"Siapa laki-laki tadi?" tanya Dion setelah mereka berdua berada di dalam mobil. Dia memendam rasa penasaran sejak tadi.
"Namanya Ares, dia kakak laki-laki yang aku pukul tadi. Dia datang meminta maaf dan memohon agar aku tidak memperpanjang urusan ini." Helene bicara sambil memejamkan mata, kepalanya disandarkan pada jok mobil, dia lelah sekali.
"Aku khawatir saat melihat laki-laki itu datang mendekatimu. Kamu tidak takut ketika dia mengganggumu?" Dion masih mengajak Helene bicara, rasa penasaran yang sejak tadi bertahta di hatinya harus dituntaskan malam ini. Entah kapan lagi mereka bisa bertemu.
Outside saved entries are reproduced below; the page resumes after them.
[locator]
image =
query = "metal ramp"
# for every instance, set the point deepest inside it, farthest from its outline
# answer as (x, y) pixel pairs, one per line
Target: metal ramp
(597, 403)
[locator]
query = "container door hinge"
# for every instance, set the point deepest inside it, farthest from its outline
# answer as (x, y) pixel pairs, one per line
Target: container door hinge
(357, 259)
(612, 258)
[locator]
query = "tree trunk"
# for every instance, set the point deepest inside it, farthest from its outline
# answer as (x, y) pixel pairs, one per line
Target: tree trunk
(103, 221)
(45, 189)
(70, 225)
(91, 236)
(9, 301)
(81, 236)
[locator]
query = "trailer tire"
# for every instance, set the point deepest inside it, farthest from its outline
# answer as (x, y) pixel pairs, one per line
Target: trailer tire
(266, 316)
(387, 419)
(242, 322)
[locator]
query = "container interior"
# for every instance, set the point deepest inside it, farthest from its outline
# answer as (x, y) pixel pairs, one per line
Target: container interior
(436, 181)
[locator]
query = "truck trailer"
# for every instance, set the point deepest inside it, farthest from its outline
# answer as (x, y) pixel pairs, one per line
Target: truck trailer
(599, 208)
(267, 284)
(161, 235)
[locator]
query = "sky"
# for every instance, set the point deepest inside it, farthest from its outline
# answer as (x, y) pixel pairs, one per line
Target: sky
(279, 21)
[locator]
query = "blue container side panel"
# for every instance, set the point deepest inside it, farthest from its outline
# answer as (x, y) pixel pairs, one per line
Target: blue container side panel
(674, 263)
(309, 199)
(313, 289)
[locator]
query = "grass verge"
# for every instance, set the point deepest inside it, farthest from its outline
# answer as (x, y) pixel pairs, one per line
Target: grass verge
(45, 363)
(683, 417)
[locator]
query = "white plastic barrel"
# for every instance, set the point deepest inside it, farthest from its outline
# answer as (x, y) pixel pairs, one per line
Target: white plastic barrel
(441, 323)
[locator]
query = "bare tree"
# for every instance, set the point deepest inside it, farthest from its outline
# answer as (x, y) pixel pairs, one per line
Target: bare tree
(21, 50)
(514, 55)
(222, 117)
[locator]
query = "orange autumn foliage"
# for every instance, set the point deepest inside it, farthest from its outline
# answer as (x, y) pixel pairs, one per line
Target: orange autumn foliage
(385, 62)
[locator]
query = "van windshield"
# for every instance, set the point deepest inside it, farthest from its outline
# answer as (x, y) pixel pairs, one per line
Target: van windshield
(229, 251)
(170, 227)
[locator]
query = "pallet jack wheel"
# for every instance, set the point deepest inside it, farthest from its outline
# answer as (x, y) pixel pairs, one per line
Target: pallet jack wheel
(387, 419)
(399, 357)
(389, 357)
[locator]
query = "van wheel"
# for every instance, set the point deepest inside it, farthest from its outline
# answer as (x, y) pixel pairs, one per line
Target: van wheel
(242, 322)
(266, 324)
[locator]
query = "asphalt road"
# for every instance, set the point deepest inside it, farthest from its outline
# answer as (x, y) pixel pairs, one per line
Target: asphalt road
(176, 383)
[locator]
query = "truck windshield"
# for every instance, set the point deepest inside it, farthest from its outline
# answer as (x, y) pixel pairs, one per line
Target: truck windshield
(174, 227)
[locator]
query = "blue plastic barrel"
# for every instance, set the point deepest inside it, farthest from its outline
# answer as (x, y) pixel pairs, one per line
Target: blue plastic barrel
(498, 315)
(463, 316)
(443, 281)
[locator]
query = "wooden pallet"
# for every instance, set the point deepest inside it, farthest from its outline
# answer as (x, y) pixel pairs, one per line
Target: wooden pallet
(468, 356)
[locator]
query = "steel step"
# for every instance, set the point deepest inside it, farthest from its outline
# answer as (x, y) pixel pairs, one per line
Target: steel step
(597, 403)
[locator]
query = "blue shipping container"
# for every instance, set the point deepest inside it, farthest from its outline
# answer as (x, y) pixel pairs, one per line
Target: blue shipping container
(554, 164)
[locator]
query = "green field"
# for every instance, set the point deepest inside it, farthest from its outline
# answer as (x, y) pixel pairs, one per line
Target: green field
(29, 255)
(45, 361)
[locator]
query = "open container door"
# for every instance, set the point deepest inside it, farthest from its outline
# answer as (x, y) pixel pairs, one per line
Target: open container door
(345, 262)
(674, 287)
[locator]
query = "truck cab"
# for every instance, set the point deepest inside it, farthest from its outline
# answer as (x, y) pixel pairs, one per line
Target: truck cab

"Selagi aku yakin masih bisa mengatasi hal itu, aku tidak pernah takut. Aku paling takut pada Mama." Helene tertawa lirih, "seharusnya sebagai anak aku tidak perlu takut pada Mama. Sesekali aku memang melawan, tapi itu kulakukan setelah mengumpulkan keberanianku. Tidak seperti tadi, aku bisa langsung menghajar orang yang sangat mengganggu. Kelihatannya saja begini..." Helene menggerakkan tangannya, seolah menunjukkan keseluruhan dirinya, "Aku jago karate. Makanya aku tidak takut."
Dion bersiul kagum.
"Makanya kamu, nggak boleh macam-macam sama aku. Mengerti!" Helene melihat Dion, sorot matanya dibuat setajam mungkin agar terkesan galak padahal dia berusaha menahan tawanya.
Dion mengangguk, "Aku tidak mungkin macam-macam denganmu. Aku terlalu sayang padamu. Mama juga mengajarkan untuk selalu menghargai seorang perempuan." Dion melepaskan satu tangannya dan membelai kepala Helene.
"Kamu tahu, hanya karate kegiatan yang bukan berdasarkan pilihan Mama. Aku meminta pada Mama untuk memperbolehkan ikut satu kegiatan olah raga tapi berdasarkan pilihanku sendiri. Saat itu untuk maju bernegosiasi dengan Mama butuh keberanian yang sangat besar. Lama sekali waktu yang aku butuhkan untuk itu. Kamu tahu kenapa aku memilih karate? Saat itu aku harus mengeluarkan energiku yang begitu besar dan untuk melampiaskan kemarahanku pada Mama."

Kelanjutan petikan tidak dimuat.